LogZoom: A fast, lightweight substitute for Logstash/Fluentd in Go

latch · on April 8, 2016

Operationally speaking the single most important thing you should be doing is collecting application and system logs and having them easily accessible and usable (and check your backups every now and again). I say this with respect to the value you gain in comparison to the relatively small costs. You're being your own worst enemy if you aren't staying on top of error logs.

The OSS solutions are mature and simple to setup. And it isn't something you need to get absolutely correct with 100% uptime. If you're an "average" company, a single server running Logstash+ES+Kibana is probably good enough. There's only two ways you can do this wrong: not doing it at all, or forwarding non-actionable items (which creates a low signal-to-noise and people will just ignore it).

After that comes metrics (system and application), which is important, but not as trivial to setup.

Quickly looking at LogZoom, I think the more forwarding options we have, the better. They make it very clear that, unlike Logstash, this doesn't help structure data. On one hand, I don't think that's a big deal. Again, if you're only writing out actionable items, and if you're staying on top of it, almost anything that moves data from your app/servers onto ES+Kibana (or whatever) is going to be good enough.

On the flip side, adding structure to the logs can help as you grow. Grouping/filtering by servers, locations, types (app vs system), versions...is pertty important. I like LogStash, I actually think it's fun to configure (the grok patterns) and it helps you reason about what you're logging and what you're hoping to get from those logs.

chetanahuja · on April 8, 2016

PacketZoom founder here. Glad you liked the project. Could not agree more with the importance of tracking logs (and metrics... but that's a topic for another post).

To respond to your point about absence of Grok like facility, avoiding the need to unmarshal and remarshal the data while passing through LogZoom was an explicit design requirement. The blogpost refers to our pain with Logstash/Fluentd etc. We were in a situation where our production code was fighting for resources against a log collecting facility.

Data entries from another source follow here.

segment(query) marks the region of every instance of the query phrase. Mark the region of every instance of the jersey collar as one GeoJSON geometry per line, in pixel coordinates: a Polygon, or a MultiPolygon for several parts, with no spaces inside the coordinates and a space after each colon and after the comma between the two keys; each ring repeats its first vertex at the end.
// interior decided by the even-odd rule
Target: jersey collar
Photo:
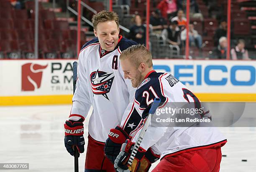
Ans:
{"type": "MultiPolygon", "coordinates": [[[[120,35],[118,35],[118,37],[119,38],[119,39],[118,39],[118,44],[116,45],[116,46],[115,47],[115,49],[113,50],[113,51],[115,50],[119,46],[119,42],[120,42],[120,41],[121,40],[122,38],[123,38],[123,36],[120,35]]],[[[113,51],[108,51],[106,50],[103,50],[101,48],[101,47],[100,46],[100,46],[99,46],[99,53],[100,53],[100,57],[101,58],[104,55],[107,55],[108,54],[113,52],[113,51]]]]}
{"type": "Polygon", "coordinates": [[[155,70],[152,70],[151,71],[149,72],[148,73],[148,74],[146,75],[146,76],[144,78],[144,80],[146,79],[147,77],[148,77],[148,76],[149,76],[149,75],[150,74],[151,74],[152,73],[153,73],[154,72],[156,72],[156,71],[155,70]]]}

In general, it's best to process the data (to the extent possible) closest to it's point of origin. It's orders of magnitude cheaper to create a well structured log line straight from your production code (where it's just some in-memory manipulation of freshly created strings) rather than in a post-processing step inside a separate process (or machine).

I've spent years dealing with performance problems in global scale production stacks and a surprisingly high number of resource bottlenecks (memory/CPU/Disk IO) etc. are caused by ignoring this simple principle.

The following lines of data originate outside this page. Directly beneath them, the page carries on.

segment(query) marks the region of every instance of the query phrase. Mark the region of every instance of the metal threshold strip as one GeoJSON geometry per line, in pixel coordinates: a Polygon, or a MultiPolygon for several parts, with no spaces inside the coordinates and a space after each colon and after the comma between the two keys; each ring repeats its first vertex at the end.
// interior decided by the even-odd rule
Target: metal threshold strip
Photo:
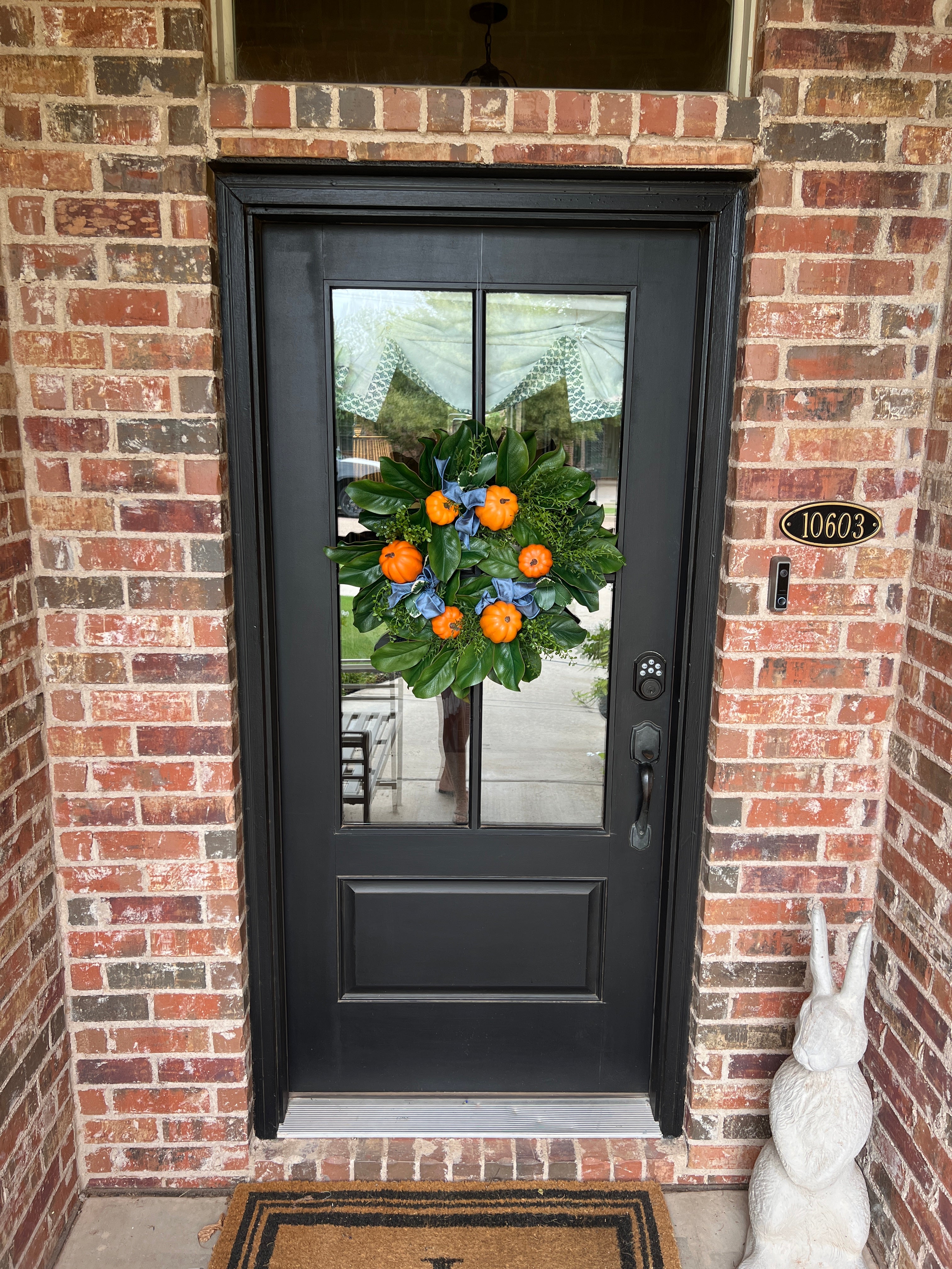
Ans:
{"type": "Polygon", "coordinates": [[[278,1137],[660,1137],[647,1098],[292,1095],[278,1137]]]}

I've lost count of the cases where a simple restructuring of the architecture to avoid a marshal/unmarshal step drastically cuts down resource requirement and operational headaches. Unfortunately a whole lot of industry "best practices" (exemplified by the Grok step in Logstash) encourage the opposite behavior.

ktamura · on April 8, 2016

>To respond to your point about absence of Grok like facility, avoiding the need to unmarshal and remarshal the data while passing through LogZoom was an explicit design requirement. The blogpost refers to our pain with Logstash/Fluentd etc.

I think there are two different (CPU) performance problems conflated into one:

(1) The cost of parsing logs with something like Grok and Regexp

(2) The cost of marshaling and unmarshaling data

While both do cost CPU time, based on my experience having talked to literally hundreds of Fluentd users (I'm a maintainer and was a core support member for awhile), the cost of (1) dwarfs the cost of (2). (2) is pretty cheap if you use efficient serializers like MessagePack. As for (1), both Logstash and Fluentd support an option to perform zero parsing (In Fluentd, it's "format none"). By using these options, you can bring down CPU time significantly.

All of this being said, it looks like LogZoom isn't a true competitor to Fluentd or Logstash or Heka. It made different performance/functionality trade-offs and by doing less, it saves more CPU time: If you forgo the option of parsing logs at source (and in Logstash and Fluentd's defense, they do a whole lot more), you obviously can save resources. On the flip side, you need to post-process your logs to make them useful, and some other servers downstream will pay for CPU (You might not care about this because your logs have been thrown over the fense and now it's data engineers's job =p)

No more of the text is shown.